Wie seine Fotografien gab er diese "Erfindungen" weiter. Er verschenkte sie. Sie sind klein auf kleine Quittungsblöcke gemacht oder groß auf kostbarem Aquarellpapier. Mit schwarzem Kugelschreiber
meist und wenig – meist einer – Farbe.
Denjenigen, denen er sie schenkte, machte er ein schönes Andenken an gute Abende und Nächte.
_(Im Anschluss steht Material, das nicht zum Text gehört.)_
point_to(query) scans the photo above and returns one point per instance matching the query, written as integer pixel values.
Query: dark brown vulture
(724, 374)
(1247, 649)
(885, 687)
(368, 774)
Einmal – an einem dieser langen violett-rosa-grünlich-blass-blauen Juliabenden mit Licht im Nordwesten bis Mitternacht – kamen Rosmarie und ich in die Bar. Man konnte um 11.00 Uhr noch auf der
Straße Zeitung lesen. Karlchen fragte oft: "Was hast Du denn heute Schönes gemacht?" Er wusste, dass ich täglich ein Bisschen skizziere. Kleine Einfälle, spontan oder draussen Gesehenes. An
diesem Tag hatte ich Zeichnungen von Wolken gemacht. Am Strand sitzend beobachtete ich an diesem Tag, der so klar war wie selten, die seltsam niedrig vorbeiziehenden Figuren, die mir in den
Wolken erschienen. Ich zeigte Karlchen den Block über die Theke: Es waren Tiere, Menschen, Wesen, stelzende Figuren, Köpfe, die sich küssten, Mützen, eine liegende Große und eine. liegende Kleine
u.s.f. Datum, Uhrzeit hinten auf dem Klappdeckel. Wir schlürften den ersten Planters, es war ein extra kräftiger Jamaika Rum daraufgelegt. Da sagte Karlchen, sich die Wolken ansehend, ganz
plötzlich und er strahlte, blinzelte durch seine Augenschlitze, seine Backen glühten rot und er zeigte dabei seine kleinen Perlenzähnchenreihen: "Jaaaa!!! Die habe ich auch gesehen!"
Wir werden Karlchen nicht vergessen. Jeder, der ihm begegnet ist, trägt sein Bild im Kopf.